His innate prudence even advised this rapid expedient.

He grovelled on his bed, in perspiration, flat on his stomach, with his
face against the pillow, and he remained there breathless, stifling,
seeing lines of fire pass along his closed eyelids. He asked himself how
he would kill Camille. Then, unable to breathe any more, he turned round
at a bound to resume his position on his back, and with his eyes wide
open, received full in the face, the puffs of cold air from the window,
seeking in the stars, in the bluish square of sky, a piece of advice
about murder, a plan of assassination.

And he found nothing. As he had told his ladylove, he was neither a
child nor a fool. He wanted neither a dagger nor poison. What he sought
was a subtle crime, one that could be accomplished without danger; a
sort of sinister suffocation, without cries and without terror, a simple
disappearance. Passion might well stir him, and urge him forward; all
his being imperiously insisted on prudence. He was too cowardly, too
voluptuous to risk his tranquillity. If he killed, it would be for a
calm and happy life.

Little by little slumber overcame him. Fatigued and appeased, he sank
into a sort of gentle and uncertain torpor. As he fell asleep, he
decided he would await a favourable opportunity, and his thoughts,
fleeting further and further away, lulled him to rest with the murmur:

"I will kill him, I will kill him."

Five minutes later, he was at rest, breathing with serene regularity.

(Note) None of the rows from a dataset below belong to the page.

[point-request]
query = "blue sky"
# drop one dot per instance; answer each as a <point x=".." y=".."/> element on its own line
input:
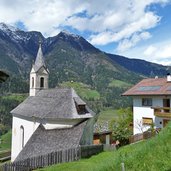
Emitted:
<point x="132" y="28"/>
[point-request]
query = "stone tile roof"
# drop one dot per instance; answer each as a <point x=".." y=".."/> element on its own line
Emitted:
<point x="150" y="86"/>
<point x="46" y="141"/>
<point x="55" y="103"/>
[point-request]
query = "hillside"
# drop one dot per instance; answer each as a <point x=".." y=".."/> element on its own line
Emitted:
<point x="150" y="155"/>
<point x="70" y="58"/>
<point x="140" y="66"/>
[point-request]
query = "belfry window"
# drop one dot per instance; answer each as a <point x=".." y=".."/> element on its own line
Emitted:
<point x="41" y="82"/>
<point x="22" y="136"/>
<point x="32" y="82"/>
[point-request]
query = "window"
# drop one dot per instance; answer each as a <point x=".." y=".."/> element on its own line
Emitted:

Therese returned home at eleven o'clock, with a burning head, and her
thoughts strained, reaching the Arcade of the Pont Neuf unconscious
of the road she had taken. It seemed to her that she had just come
downstairs from her visit to Laurent, so full were her ears of the words
she had recently heard. She found Madame Raquin and Camille anxious and
attentive; but she answered their questions sharply, saying she had
been on a fools' errand, and had waited an hour on the pavement for an
omnibus.

When she got into bed, she found the sheets cold and damp. Her limbs,
which were still burning, shuddered with repugnance. Camille soon
fell asleep, and for a long time Therese watched his wan face reposing
idiotically on the pillow, with his mouth wide open. Therese drew away
from her husband. She felt a desire to drive her clenched fist into that
mouth.

Chapter X
*

More than three weeks passed. Laurent came to the shop every evening,
looking weary and unwell. A light bluish circle surrounded his eyes, and
his lips were becoming pale and chapped. Otherwise, he still maintained
his obtuse tranquillity, he looked Camille in the face, and showed him
the same frank friendship. Madame Raquin pampered the friend of the
family the more, now that she saw him giving way to a sort of low fever.

Therese had resumed her mute, glum countenance and manner. She was more
motionless, more impenetrable, more peaceful than ever. She did not seem
to trouble herself in the least about Laurent. She barely looked at
him, rarely exchanged a word with him, treating him with perfect
indifference. Madame Raquin, who in her goodness of heart, felt pained
at this attitude, sometimes said to the young man:

"Do not pay attention to the manner of my niece, I know her; her face
appears cold, but her heart is warm with tenderness and devotedness."

The two sweethearts had no more meetings. Since the evening in the
Rue Saint-Victor they had not met alone. At night, when they found
themselves face to face, placid in appearance and like strangers to one
another, storms of passion and dismay passed beneath the calm flesh of
their countenance. And while with Therese, there were outbursts of fury,
base ideas, and cruel jeers, with Laurent there were sombre brutalities,
and poignant indecisions. Neither dared search to the bottom of their
beings, to the bottom of that cloudy fever that filled their brains with
a sort of thick and acrid vapour.

When they could press the hands of one another behind a door, without
speaking, they did so, fit to crush them, in a short rough clasp. They
would have liked, mutually, to have carried off strips of their flesh
clinging to their fingers. They had naught but this pressure of hands
to appease their feelings. They put all their souls into them, and asked
for nothing more from one another. They waited.